Zoé Carle : J’ai constaté en Égypte que les performances un peu spectaculaires venaient aussi casser une certaine routine. Notamment, par exemple, sur la place Tahrir, après des semaines d’occupation, les ateliers d’affiches ou les tours de chants avaient un rôle fondamental pour rythmer le quotidien. Ce qui est intéressant, c’est de voir que tout le monde reçoit cette joie même sous les formes les plus inattendues.

Par exemple, les supporters de foot ont amené avec eux les chansons entonnées dans les stades. Et on a vu des mères de famille aux côtés de cette génération, de ces groupes d’hommes que, normalement, elles ne fréquentent pas, reprendre avec eux ces chants très orduriers contre le pouvoir, qui étaient devenus à ce moment-là révolutionnaires. Cependant, cet enthousiasme et cette joie durent un moment, tant que le rapport de force politique n’est pas trop défavorable.

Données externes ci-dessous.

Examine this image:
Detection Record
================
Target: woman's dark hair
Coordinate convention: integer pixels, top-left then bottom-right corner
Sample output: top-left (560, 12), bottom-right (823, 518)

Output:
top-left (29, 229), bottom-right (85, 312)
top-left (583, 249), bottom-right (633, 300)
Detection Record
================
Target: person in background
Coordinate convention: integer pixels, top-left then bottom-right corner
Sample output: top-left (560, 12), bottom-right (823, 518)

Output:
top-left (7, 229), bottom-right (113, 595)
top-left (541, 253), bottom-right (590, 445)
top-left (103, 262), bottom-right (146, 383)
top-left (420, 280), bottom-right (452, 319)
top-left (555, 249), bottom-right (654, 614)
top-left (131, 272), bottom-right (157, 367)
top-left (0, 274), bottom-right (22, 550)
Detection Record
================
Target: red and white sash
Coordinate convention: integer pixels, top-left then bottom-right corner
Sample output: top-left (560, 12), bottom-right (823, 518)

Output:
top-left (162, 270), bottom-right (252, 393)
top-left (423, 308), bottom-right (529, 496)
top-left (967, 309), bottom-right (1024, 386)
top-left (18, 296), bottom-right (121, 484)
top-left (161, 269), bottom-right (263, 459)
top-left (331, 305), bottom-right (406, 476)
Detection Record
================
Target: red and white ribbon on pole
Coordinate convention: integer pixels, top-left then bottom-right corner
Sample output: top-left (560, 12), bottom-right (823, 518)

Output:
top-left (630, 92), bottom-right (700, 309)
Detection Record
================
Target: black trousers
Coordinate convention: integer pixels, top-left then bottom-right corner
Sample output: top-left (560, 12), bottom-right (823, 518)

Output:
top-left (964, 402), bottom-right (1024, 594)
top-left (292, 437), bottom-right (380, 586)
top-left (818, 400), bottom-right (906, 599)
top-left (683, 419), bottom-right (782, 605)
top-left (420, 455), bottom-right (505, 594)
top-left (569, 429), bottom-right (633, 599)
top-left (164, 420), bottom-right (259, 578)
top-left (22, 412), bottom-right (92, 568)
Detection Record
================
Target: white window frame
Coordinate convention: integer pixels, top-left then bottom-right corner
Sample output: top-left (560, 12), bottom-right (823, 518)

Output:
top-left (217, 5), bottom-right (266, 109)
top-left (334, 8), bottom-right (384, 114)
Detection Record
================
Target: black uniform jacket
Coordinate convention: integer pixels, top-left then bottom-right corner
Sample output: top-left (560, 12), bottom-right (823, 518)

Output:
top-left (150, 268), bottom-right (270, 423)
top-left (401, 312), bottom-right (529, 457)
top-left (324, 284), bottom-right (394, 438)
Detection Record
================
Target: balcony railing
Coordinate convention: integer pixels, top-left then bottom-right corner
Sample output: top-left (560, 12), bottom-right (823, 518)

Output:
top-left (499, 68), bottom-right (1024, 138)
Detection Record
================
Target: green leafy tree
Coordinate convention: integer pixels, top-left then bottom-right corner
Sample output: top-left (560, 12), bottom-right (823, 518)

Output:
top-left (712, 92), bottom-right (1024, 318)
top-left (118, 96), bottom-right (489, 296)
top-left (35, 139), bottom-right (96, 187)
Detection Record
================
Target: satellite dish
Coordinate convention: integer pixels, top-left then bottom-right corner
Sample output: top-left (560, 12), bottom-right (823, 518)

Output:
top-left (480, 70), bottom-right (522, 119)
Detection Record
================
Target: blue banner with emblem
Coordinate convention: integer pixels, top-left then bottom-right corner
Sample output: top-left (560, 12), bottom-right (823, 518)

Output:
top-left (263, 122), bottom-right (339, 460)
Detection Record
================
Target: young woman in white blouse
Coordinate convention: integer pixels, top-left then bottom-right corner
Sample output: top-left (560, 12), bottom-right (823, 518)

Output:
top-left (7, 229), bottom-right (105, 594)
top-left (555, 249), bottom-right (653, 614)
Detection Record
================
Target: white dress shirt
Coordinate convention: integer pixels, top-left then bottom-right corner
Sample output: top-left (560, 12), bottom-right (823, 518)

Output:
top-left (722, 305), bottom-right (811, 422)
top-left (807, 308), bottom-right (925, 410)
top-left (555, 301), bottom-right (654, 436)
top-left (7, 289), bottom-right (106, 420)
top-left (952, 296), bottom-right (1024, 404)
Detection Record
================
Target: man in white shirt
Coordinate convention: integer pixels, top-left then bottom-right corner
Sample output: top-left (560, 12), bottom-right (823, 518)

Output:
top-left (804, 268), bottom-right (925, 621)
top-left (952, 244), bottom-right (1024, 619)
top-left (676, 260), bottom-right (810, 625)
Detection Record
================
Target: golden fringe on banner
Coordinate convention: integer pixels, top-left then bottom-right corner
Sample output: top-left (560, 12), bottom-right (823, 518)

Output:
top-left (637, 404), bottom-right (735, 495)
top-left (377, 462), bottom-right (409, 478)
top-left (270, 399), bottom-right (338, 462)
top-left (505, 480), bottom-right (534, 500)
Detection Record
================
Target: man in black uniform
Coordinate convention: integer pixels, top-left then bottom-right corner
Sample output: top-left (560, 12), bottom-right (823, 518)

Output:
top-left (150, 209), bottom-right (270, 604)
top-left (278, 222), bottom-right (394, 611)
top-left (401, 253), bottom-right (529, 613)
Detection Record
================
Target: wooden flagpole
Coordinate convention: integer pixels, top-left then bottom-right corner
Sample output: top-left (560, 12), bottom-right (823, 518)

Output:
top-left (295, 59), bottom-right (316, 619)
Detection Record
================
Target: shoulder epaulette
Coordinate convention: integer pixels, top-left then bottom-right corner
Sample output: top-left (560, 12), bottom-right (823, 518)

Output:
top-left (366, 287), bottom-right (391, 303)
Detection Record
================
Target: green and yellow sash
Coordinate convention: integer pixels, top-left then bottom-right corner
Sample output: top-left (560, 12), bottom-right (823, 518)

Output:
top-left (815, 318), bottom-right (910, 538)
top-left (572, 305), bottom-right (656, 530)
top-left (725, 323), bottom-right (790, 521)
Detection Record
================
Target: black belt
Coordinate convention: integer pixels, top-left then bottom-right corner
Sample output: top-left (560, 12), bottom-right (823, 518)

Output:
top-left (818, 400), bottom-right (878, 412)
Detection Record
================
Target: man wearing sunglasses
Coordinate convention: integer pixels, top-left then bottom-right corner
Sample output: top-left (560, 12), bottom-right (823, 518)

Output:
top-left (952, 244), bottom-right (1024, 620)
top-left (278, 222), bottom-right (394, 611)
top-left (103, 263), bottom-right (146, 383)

À partir du moment où ça a commencé à tourner au vinaigre et de façon très spectaculaire en Égypte, toutes les formes associées à la révolution ont été un peu mises de côté. Mais, pour nous qui allons dans des manifestations, c’est vrai que c’est toujours agréable et important je trouve de pouvoir participer avec son corps, avec sa voix, de sentir ces joies qui sont viscéralement politiques.


Pour aller plus loin

Véronique Servat a codirigé En lutte ! Carnet de chants, éditions du Détour, 2022.

Zoé Carle est l’autrice de Poétique du slogan révolutionnaire, Presses Sorbonne nouvelle, 2019.